Tidings of comfort and joy,
Comfort and joy,
Oh, tidings of comfort and joy.
It was Christmas day in the harem,
The eunuchs were standing around
And hundreds of beautiful women
Were stretched out on the ground.
Then in walked the bold, bad Sultan
And gazed on his marbled halls
Saying “What do you want for Christmas boys?”
And the eunuchs answered…
Tidings of comfort and joy,
Comfort and joy,
Oh, tidings of comfort and joy.
Christmas Day in the Mortuary
It was Christmas Day in the mortuary,
The coldest day in the year,
When a corpse sat up and suddenly said,
“It’s bloody cold in here!”
Then in came the mortuary-keeper,
His face all aflame with beer,
Took one look at the corpse and said,
“You can’t do that there ‘ere!”
Christmas Day in the Workhouse
It was Christmas Day in the workhouse
The merriest day of the year
The paupers and the prisoners
Were all assembled there.
In came the Christmas pudding
When a voice that shattered glass
Said, “We don’t want your Christmas pudding
So stick it there with the rest of the unwanted presents.”
The workhouse master then arose
And prepared to carve the duck
He said “Who wants the parson’s nose
And the prisoners shouted “You have it yourself, sir.”
The vicar brought his Bible
And read out little bits.
Said one old crone at the back of the hall
“This man gets on very well with everybody.”
The workhouse mistress then began
To hand out Christmas parcels.
The paupers tore the wrappers off
And began to wipe their eyes, which were full of tears.
The master rose to make a speech
But just before he started
The mistress, who was fifteen stone,
Gave three loud cheers and nearly choked herself.
And all the paupers then began
To pull their Christmas crackers.
One pauper held his too low down
And blew off both his paper hat and the man’s next to him.

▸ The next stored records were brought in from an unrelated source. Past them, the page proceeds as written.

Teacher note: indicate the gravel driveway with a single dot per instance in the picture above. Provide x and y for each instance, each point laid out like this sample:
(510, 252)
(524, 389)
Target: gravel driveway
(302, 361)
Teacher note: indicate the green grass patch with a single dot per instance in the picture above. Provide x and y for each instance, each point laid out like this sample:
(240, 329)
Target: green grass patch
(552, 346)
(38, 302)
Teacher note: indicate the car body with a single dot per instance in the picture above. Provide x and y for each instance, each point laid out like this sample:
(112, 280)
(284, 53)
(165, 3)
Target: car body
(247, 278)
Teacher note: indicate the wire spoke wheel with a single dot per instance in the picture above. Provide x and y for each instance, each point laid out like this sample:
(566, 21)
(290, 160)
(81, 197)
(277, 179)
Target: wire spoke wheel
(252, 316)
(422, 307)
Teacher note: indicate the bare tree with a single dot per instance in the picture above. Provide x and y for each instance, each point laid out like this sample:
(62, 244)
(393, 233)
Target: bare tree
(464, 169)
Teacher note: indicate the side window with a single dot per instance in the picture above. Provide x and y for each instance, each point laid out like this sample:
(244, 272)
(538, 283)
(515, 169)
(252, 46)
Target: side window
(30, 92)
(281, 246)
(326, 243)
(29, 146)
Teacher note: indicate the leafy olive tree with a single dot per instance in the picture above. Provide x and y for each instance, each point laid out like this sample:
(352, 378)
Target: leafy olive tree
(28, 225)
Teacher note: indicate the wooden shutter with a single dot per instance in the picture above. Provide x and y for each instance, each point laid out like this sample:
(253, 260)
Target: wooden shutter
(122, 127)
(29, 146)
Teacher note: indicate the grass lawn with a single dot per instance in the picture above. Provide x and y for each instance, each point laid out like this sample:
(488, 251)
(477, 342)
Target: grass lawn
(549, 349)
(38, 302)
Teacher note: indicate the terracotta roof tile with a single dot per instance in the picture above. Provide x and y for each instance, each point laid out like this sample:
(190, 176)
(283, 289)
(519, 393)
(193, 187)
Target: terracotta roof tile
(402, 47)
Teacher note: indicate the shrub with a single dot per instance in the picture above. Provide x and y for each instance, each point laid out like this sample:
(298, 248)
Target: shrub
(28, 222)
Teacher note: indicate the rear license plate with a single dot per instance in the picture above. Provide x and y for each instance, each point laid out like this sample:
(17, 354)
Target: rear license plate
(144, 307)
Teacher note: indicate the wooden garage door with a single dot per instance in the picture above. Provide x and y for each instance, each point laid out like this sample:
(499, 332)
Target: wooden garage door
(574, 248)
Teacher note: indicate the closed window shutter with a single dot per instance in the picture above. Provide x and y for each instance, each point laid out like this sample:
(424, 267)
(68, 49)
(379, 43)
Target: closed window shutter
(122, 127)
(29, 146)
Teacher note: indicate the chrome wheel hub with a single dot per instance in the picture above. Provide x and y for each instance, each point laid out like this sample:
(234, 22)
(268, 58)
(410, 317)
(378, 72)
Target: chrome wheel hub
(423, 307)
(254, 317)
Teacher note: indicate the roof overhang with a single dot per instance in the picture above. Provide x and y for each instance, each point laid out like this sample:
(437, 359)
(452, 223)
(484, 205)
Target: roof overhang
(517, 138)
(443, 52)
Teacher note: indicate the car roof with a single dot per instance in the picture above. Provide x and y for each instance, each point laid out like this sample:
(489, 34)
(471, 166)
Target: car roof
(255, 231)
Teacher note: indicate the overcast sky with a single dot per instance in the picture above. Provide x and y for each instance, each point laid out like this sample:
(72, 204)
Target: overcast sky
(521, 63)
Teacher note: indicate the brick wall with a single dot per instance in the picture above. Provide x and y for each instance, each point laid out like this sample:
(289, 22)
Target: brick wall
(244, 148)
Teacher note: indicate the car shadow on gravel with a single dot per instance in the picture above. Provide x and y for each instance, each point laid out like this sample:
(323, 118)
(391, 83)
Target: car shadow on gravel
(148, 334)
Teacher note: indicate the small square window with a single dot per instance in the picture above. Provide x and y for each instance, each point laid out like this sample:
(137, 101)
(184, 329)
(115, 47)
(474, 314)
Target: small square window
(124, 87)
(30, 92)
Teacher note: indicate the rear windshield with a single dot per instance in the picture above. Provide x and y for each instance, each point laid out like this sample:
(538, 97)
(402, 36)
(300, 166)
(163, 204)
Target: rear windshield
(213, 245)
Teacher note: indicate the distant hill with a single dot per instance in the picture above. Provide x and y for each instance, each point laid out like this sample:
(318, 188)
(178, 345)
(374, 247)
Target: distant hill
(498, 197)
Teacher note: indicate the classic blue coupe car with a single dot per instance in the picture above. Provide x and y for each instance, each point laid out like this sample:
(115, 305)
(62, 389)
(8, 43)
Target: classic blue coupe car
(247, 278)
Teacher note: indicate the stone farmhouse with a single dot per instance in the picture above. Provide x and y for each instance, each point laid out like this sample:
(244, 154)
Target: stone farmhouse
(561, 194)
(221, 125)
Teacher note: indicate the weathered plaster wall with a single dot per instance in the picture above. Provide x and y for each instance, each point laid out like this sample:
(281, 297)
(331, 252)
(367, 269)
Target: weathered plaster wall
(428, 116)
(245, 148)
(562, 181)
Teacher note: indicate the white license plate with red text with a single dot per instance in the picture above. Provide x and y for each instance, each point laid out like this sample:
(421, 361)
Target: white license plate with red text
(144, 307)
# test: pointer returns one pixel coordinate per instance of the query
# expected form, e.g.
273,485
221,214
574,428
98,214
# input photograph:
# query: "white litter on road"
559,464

A steaming bowl of white bread sauce
Was handed round to some.
An aged gourmet then called aloud
“This bread sauce tastes like it was made by a continental chef.”
Mince pie with custard sauce was next
And each received a bit.
One pauper said “The mince pie’s nice
But the custard tastes like the bread sauce we had in the last verse!”

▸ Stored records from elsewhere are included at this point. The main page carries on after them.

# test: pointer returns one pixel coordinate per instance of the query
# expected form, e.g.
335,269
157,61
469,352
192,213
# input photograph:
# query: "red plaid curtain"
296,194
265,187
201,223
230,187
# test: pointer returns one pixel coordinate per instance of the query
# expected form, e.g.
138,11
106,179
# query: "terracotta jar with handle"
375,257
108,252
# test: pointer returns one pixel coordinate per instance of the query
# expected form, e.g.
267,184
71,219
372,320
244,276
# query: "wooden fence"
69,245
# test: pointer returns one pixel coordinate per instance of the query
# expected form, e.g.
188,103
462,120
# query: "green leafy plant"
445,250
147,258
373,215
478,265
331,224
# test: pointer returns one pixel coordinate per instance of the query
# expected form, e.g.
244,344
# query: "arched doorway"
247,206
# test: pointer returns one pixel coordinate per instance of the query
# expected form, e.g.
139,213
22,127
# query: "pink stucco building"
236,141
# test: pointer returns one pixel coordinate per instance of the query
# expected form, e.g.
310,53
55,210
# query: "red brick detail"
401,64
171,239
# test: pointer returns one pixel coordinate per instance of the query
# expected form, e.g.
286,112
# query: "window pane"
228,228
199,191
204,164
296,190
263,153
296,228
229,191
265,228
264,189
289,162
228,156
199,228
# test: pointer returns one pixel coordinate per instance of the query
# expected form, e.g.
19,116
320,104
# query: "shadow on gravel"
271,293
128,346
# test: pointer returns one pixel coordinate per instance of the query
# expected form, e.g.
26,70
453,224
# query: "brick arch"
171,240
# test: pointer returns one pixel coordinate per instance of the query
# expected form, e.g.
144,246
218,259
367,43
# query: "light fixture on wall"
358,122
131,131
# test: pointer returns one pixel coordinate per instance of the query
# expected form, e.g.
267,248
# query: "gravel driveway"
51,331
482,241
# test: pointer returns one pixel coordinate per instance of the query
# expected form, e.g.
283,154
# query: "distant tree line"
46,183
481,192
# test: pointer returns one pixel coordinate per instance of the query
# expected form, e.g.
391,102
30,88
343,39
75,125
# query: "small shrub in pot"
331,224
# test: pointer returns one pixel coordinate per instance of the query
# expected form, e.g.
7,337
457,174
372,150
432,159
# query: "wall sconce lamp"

The mistress dishing out the food
Dropped custard down her front.
She cried “Aren’t I a silly girl!”
And they answered “You’re a
perfect picture as always ma’am !”
“This pudding “, said the master,
“Is solid, hard and thick.
How am I going to cut it?”
And a man cried, “Use your penknife sir, the one with the pearl handle.”
The mistress asked the vicar
To entertain his flock.
He said, “What would you like to see ?”
And they cried, “Let’s see your conjuring tricks, they’re always worth watching.”
“Your reverence, may I be excused ?”
Said one benign old chap.
“I don’t like any conjuring tricks.
I’d sooner have a carol or two around the fire”
So then they all began to sing
Which shook the workhouse walls.
“Merry Christmas!” cried the master,
And the inmates shouted “Best of luck to you as well sir!”